The man often referred to as the founder of modern Darwinism, J. B. S. Haldane (1892-1964), may have offered something to help us connect the dots.  The story goes that a group of theologians, considering Haldane's noted observance of life's various creations, asked him for any conclusions that could be drawn about the Creator.  Haldane's response: “An inordinate fondness for beetles.” (Gould, Dinosaur in a Haystack, “A Special Fondness for Beetles”).  And drawn to the light is the myth. 

The first question to ask is why the previous explanations for nature’s conditions were insufficient.  There must have been a period prior to mythology in which distinctly non-mythological explanations were employed, and such explanations must have been in some important way insufficient – as exemplified by the turning then to distinctly non-natural explanations for the natural world.  Had the mythological explanations not been satisfactory this pattern would have persisted; myths would have done little more than push back the buck.  We would have inquired as to whether the beetle has wings, its origin, its “stunt-beetle” who rolls its dung when it’s busy playing with Sisyphusian fire, etc.  But what we observe is that no further logical back steps are required.

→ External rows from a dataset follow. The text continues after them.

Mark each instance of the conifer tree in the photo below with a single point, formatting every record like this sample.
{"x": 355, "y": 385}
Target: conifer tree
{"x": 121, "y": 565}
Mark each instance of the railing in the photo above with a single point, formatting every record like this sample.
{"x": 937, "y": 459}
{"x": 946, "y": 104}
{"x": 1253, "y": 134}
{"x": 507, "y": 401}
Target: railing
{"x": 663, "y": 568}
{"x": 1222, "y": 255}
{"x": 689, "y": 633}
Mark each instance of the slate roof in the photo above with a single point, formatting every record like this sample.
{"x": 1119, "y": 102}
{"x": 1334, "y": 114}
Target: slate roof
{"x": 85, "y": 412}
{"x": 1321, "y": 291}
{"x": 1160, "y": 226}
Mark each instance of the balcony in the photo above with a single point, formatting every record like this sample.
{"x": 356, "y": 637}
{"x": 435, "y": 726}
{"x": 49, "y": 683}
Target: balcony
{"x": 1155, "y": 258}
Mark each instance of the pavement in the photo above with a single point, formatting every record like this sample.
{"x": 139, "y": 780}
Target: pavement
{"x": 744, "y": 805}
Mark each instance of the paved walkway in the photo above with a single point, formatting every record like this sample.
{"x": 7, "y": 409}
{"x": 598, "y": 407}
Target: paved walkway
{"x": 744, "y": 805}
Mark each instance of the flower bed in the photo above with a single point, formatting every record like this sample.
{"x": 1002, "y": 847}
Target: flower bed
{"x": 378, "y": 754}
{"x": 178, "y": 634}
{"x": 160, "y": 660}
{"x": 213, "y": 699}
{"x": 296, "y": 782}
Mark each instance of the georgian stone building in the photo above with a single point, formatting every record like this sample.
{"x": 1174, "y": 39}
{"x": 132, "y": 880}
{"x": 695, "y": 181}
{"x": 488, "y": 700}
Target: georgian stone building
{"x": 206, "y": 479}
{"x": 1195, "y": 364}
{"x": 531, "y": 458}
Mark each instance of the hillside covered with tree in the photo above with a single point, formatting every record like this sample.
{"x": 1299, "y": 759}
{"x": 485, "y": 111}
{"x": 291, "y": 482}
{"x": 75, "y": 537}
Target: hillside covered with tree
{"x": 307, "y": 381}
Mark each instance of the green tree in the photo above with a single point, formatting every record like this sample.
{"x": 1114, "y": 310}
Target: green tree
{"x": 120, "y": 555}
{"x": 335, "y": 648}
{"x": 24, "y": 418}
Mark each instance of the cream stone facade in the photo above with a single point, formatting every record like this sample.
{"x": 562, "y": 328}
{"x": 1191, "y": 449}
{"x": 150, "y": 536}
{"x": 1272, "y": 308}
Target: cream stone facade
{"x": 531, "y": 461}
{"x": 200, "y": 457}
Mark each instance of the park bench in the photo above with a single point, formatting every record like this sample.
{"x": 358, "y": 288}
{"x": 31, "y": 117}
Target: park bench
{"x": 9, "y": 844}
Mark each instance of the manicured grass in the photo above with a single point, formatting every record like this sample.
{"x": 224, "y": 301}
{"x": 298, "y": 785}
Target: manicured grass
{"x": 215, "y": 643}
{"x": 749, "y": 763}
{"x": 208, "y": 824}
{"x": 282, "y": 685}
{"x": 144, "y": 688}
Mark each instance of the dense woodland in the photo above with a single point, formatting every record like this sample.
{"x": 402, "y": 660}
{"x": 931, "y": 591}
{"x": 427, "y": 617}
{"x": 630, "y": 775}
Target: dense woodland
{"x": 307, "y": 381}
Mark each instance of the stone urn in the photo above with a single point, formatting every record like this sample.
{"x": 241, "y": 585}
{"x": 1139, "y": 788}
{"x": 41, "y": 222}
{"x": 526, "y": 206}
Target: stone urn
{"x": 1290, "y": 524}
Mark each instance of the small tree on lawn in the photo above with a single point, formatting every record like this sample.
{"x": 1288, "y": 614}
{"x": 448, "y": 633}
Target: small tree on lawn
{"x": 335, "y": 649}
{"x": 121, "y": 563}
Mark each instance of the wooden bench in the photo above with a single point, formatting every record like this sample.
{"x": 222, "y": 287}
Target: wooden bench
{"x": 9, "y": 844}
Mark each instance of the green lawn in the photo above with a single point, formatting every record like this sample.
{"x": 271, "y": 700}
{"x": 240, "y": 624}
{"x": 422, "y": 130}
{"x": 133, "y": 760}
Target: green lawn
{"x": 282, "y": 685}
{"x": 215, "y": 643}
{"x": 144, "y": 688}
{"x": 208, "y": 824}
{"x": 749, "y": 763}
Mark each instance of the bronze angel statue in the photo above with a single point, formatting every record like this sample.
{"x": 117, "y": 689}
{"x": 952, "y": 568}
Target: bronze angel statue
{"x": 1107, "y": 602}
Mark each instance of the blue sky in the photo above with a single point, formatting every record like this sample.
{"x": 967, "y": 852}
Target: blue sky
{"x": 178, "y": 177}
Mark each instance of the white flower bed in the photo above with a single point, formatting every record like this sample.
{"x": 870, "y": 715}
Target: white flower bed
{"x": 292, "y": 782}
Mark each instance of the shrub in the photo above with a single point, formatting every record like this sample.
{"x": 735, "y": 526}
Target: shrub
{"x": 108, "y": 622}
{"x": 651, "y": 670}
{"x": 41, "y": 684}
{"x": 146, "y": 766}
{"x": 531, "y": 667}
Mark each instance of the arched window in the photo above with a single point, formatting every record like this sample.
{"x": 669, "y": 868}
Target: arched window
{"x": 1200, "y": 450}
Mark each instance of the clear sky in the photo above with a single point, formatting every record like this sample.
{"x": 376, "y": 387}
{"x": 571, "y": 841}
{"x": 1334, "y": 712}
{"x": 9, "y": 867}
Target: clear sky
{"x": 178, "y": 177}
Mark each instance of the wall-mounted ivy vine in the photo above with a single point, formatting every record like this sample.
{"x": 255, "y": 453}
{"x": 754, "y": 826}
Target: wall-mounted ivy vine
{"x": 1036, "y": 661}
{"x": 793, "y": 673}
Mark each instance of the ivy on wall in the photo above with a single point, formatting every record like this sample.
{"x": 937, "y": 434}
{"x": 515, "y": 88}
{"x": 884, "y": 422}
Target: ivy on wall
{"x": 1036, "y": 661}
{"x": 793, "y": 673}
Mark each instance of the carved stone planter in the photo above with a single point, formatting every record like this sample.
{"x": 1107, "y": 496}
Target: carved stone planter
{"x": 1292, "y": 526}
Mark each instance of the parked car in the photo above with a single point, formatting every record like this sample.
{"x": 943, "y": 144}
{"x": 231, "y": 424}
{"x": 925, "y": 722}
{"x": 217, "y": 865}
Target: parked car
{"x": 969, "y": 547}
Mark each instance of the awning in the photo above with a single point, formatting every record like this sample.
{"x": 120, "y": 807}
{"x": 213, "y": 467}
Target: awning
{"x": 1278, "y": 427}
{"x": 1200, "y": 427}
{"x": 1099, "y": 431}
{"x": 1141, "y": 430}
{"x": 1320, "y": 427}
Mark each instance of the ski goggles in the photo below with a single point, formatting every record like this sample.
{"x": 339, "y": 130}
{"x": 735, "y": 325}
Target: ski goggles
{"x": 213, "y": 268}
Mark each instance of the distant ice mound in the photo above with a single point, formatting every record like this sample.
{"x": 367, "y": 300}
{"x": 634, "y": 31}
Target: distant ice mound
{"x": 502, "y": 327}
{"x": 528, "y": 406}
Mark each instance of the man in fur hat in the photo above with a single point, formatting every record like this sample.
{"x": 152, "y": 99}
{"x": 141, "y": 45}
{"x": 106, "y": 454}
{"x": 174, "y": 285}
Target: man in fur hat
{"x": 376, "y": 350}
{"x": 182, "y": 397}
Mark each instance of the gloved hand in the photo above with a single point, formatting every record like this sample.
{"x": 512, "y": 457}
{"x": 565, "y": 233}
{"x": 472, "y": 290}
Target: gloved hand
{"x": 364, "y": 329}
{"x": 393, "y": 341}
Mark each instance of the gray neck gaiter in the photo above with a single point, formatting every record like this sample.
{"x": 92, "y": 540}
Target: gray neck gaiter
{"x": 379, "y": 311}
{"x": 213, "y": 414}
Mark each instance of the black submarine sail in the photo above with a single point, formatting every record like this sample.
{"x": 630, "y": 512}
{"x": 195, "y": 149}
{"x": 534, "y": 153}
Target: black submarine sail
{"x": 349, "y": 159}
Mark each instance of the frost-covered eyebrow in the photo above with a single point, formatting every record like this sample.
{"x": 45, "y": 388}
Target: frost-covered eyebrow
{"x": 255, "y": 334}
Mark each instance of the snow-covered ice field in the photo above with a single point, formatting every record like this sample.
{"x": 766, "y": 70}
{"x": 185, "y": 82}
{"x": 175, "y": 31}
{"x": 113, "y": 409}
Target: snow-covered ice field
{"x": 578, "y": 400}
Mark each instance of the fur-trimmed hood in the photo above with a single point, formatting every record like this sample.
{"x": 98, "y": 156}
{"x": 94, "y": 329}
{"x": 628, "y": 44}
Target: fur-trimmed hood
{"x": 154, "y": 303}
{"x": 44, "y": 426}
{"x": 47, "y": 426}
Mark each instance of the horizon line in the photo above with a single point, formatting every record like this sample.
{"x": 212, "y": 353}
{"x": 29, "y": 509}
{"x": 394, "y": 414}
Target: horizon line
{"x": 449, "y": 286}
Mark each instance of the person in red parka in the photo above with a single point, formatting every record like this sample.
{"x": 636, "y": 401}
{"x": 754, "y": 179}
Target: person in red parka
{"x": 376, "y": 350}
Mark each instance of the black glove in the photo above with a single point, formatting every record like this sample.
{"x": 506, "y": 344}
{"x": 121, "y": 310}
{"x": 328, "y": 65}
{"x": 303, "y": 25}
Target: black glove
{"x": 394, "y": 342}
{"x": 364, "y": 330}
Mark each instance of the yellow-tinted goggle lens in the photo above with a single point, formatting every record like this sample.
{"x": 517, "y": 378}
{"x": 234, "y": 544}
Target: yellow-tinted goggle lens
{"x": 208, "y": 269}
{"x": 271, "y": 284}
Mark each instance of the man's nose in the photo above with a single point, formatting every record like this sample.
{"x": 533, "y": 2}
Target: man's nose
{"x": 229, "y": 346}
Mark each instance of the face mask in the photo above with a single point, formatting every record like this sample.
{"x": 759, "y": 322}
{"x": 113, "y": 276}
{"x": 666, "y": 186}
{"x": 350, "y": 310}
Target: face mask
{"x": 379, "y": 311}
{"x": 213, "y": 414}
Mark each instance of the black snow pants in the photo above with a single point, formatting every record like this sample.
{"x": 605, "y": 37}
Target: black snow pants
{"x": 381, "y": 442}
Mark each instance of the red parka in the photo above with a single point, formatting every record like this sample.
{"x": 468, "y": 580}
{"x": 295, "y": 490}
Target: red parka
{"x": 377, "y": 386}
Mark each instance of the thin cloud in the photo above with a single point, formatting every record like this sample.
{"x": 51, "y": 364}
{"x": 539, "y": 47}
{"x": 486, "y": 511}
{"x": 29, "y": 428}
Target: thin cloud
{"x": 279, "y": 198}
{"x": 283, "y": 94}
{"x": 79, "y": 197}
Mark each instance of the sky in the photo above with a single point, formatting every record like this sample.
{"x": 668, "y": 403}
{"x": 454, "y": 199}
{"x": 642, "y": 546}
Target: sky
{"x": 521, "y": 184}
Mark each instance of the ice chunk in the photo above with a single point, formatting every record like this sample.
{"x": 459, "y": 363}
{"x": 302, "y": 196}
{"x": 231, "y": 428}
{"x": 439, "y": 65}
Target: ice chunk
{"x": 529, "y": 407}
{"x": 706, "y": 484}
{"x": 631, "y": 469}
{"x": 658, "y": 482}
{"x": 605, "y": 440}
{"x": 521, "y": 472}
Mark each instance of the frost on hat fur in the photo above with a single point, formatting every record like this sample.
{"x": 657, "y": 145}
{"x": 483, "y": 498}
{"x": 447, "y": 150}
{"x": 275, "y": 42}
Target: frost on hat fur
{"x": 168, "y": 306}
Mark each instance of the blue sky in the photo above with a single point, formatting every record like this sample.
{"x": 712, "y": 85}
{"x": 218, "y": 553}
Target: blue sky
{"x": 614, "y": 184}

No, the buck stops here.  And I would like to suggest (at least) the following two reasons why.  First, myths made the highly impersonal “mother” nature personal, human even; and second, they brought mother’s chaotic spontaneity in some sense under our control.

As to the personification of nature, we should see that despite those natural explanations’ demonstrably strong correlations – say, between sunlight and plant growth – little is offered in the way of comfort.  Drought is a terrible and, for the time, even fatal thing – would it suffice simply to know that clouds had been scarce lately?  No, of course not; natural mechanisms are distant and impersonal forces.  Employing myths, however, we deify nature in our image.  The result is that we gain access to this otherwise impersonal, non-human force (hence the cultural relativity demonstrated by these myths – i.e., it made for better relating). 

As to the control of nature, myths offer control in two ways.  The first is simply conceptual, to make chaos tangible.  The randomness and unreasonableness of unfavorable natural events can now be made sense of: the gods are unhappy.  The second is actual, in providing an opportunity to direct our efforts: there are things we can do to make the gods once again happy.  It is interesting to speculate as to whatever parallels may be found between the extreme, literal sacrifices to appease the gods, and our current “sacrifices” – I’m thinking of family, friends, hygiene – to learn something of the world in our respective field.  Is it merely the object of worship that has changed?  We should also note that to whatever extent mythological explanation borders on the religious, the “good” and “evil” of this ancient time is notably practical or literal; not yet infused with possibilities of inherent morality, good and evil are considerations of what is either good or evil for someone.

Eventually with critical reflection, however, mythological explanation is swiftly disposed of.  Two new developments increase the capacity to reflect critically on these explanations; the advent of written record, and the use of slaves in agrarian society.  The former provides a mirror for one’s thoughts, while the latter provides the time for gazing.  What resulted was a societal awareness of myth not only as being made in man’s image, but also as being highly relative.  Xenophanes, most notably, criticizes the deities on these grounds.  And with this criticism becoming widespread, we have the mythological mode of thought dispelled and the observation- and reason-based mode takes its place.  And with it come the natural philosophers.